1. **Pandas Functions:**
    
    a. Index operations
    
    b. Concat
    
    c. Merge
    
    d. Groupby and Aggregation

This NB:

2. **Troubleshooting pandas dataframes**

In [2]:
!wget https://raw.githubusercontent.com/gt-cse-6040/skills_oh_week_07/main/who3.csv
!wget https://raw.githubusercontent.com/gt-cse-6040/skills_oh_week_07/main/who3_soln.csv

--2023-10-12 11:37:06--  https://raw.githubusercontent.com/gt-cse-6040/skills_oh_week_07/main/who3.csv
Resolving raw.githubusercontent.com (raw.githubusercontent.com)... 185.199.108.133, 185.199.109.133, 185.199.110.133, ...
Connecting to raw.githubusercontent.com (raw.githubusercontent.com)|185.199.108.133|:443... connected.
HTTP request sent, awaiting response... 200 OK
Length: 2676500 (2.6M) [text/plain]
Saving to: ‘who3.csv’


2023-10-12 11:37:06 (61.1 MB/s) - ‘who3.csv’ saved [2676500/2676500]

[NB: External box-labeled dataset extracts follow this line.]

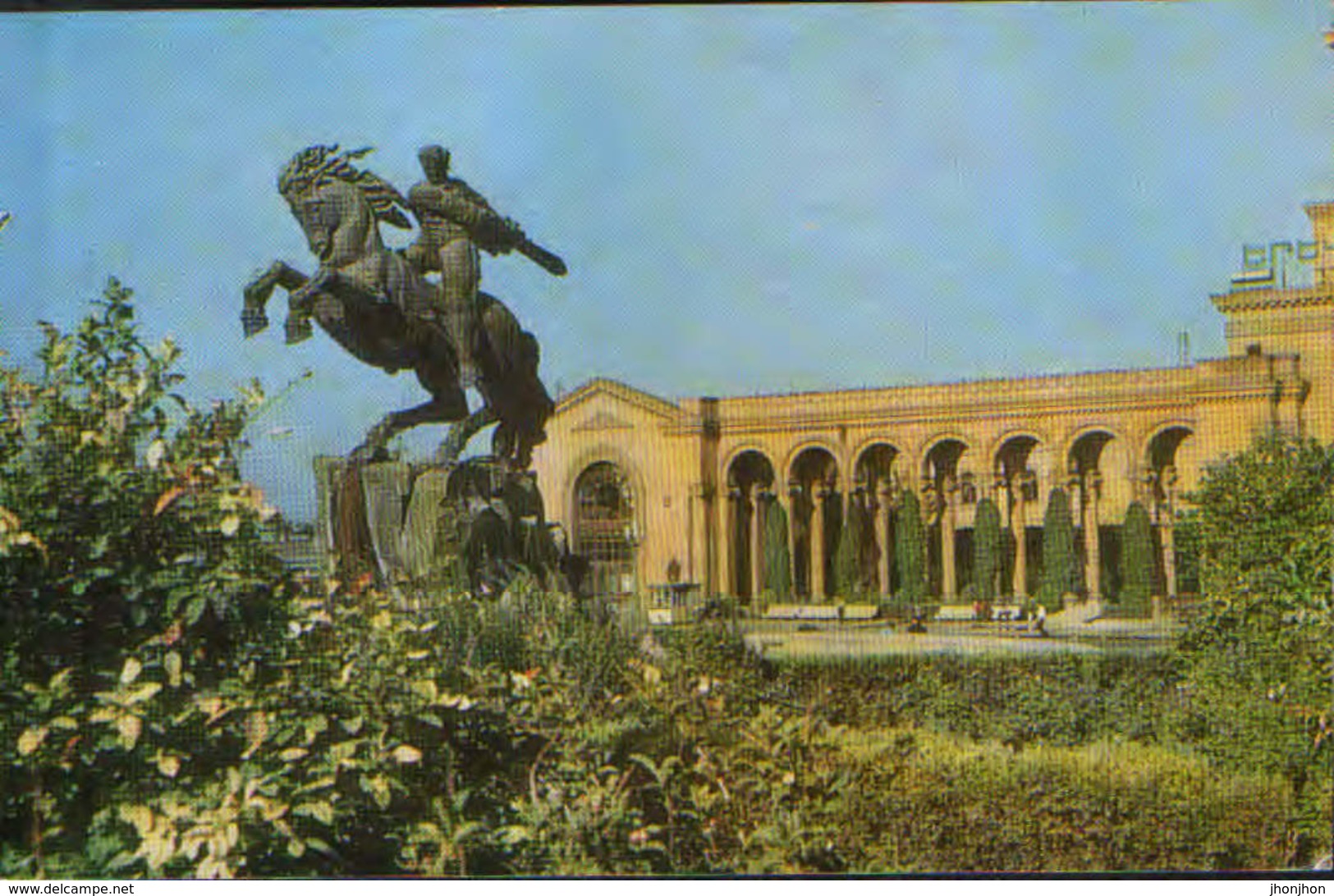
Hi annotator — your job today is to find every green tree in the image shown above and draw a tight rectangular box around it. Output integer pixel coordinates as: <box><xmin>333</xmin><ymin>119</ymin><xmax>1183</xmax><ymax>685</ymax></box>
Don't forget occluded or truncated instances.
<box><xmin>1118</xmin><ymin>501</ymin><xmax>1154</xmax><ymax>616</ymax></box>
<box><xmin>834</xmin><ymin>501</ymin><xmax>866</xmax><ymax>597</ymax></box>
<box><xmin>973</xmin><ymin>497</ymin><xmax>1001</xmax><ymax>603</ymax></box>
<box><xmin>0</xmin><ymin>280</ymin><xmax>287</xmax><ymax>678</ymax></box>
<box><xmin>1180</xmin><ymin>435</ymin><xmax>1334</xmax><ymax>864</ymax></box>
<box><xmin>764</xmin><ymin>500</ymin><xmax>792</xmax><ymax>603</ymax></box>
<box><xmin>1038</xmin><ymin>488</ymin><xmax>1080</xmax><ymax>610</ymax></box>
<box><xmin>894</xmin><ymin>488</ymin><xmax>926</xmax><ymax>604</ymax></box>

--2023-10-12 11:37:07--  https://raw.githubusercontent.com/gt-cse-6040/skills_oh_week_07/main/who3_soln.csv
Resolving raw.githubusercontent.com (raw.githubusercontent.com)... 185.199.111.133, 185.199.108.133, 185.199.109.133, ...
Connecting to raw.githubusercontent.com (raw.githubusercontent.com)|185.199.111.133|:443... connected.
HTTP request sent, awaiting response... 200 OK
Length: 2600453 (2.5M) [text/plain]
Saving to: ‘who3_soln.csv’


2023-10-12 11:37:07 (43.0 MB/s) - ‘who3_soln.csv’ 

*****************************************

# Troubleshooting pandas dataframes

*****************************************

## What we want to do is show some techniques for troubleshooting when our dataframe does not match the solution dataframe.

*Steps for today:*

1. We have the who3 and who3_soln dataframes, from Notebook 7.

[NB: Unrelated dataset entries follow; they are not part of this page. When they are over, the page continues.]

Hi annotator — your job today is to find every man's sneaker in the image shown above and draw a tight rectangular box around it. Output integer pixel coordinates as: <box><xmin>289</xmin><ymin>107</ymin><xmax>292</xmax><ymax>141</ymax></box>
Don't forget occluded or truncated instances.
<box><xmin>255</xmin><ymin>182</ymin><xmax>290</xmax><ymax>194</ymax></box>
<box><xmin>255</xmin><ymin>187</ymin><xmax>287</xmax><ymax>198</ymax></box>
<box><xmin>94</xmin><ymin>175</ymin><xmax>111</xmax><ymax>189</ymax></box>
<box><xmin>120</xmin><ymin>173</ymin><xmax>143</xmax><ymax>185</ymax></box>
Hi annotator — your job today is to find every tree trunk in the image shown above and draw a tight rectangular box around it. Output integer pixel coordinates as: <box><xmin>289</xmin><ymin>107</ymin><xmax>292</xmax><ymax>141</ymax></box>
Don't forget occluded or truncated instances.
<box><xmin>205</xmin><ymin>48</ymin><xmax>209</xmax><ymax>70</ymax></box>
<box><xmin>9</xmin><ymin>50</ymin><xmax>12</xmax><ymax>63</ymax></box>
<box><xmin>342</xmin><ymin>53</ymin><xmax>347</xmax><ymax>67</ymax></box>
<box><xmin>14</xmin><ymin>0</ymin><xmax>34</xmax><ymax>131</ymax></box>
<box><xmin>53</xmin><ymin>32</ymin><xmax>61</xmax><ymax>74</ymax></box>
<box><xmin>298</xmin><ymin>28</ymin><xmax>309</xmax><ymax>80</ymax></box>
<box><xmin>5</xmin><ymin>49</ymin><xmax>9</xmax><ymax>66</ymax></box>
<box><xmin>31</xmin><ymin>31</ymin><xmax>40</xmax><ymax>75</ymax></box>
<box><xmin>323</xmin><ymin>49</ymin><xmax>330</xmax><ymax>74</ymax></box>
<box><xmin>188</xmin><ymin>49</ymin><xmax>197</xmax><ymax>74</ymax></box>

2.  We will make a copy of the who3 dataframe and manipulate it a little bit.

3.  Also run the function to show that they are equivalent, at the start.

#### First, let's import the pandas library and define the functions.

The two functions below, canonicalize_tibble() and tibbles_are_equivalent(), are from the Notebook 7 solution.

In [3]:
import pandas as pd

### Remember that `Y` is in canonical order if it has the following properties.

1. The variables appear in sorted order by name, ascending from left to right.
2. The rows appear in lexicographically sorted order by variable, ascending from top to bottom.
3. The row labels (`Y.index`) go from 0 to `n-1`, where `n` is the number of observations.

In [1]:
def canonicalize_tibble(X):
    # Enforce Property 1:
    var_names = sorted(X.columns)
    Y = X[var_names].copy()

    ### BEGIN SOLUTION
    # Enforce Property 2:
    Y.sort_values(by=var_names, inplace=True)

    # Enforce Property 3:
    Y.reset_index(drop=True, inplace=True)
#     Y.sort_index(inplace=True)
    ### END SOLUTION
    return Y

#### Below is the tibbles_are_equivalent() function. The testing function on the exams is similar to this one.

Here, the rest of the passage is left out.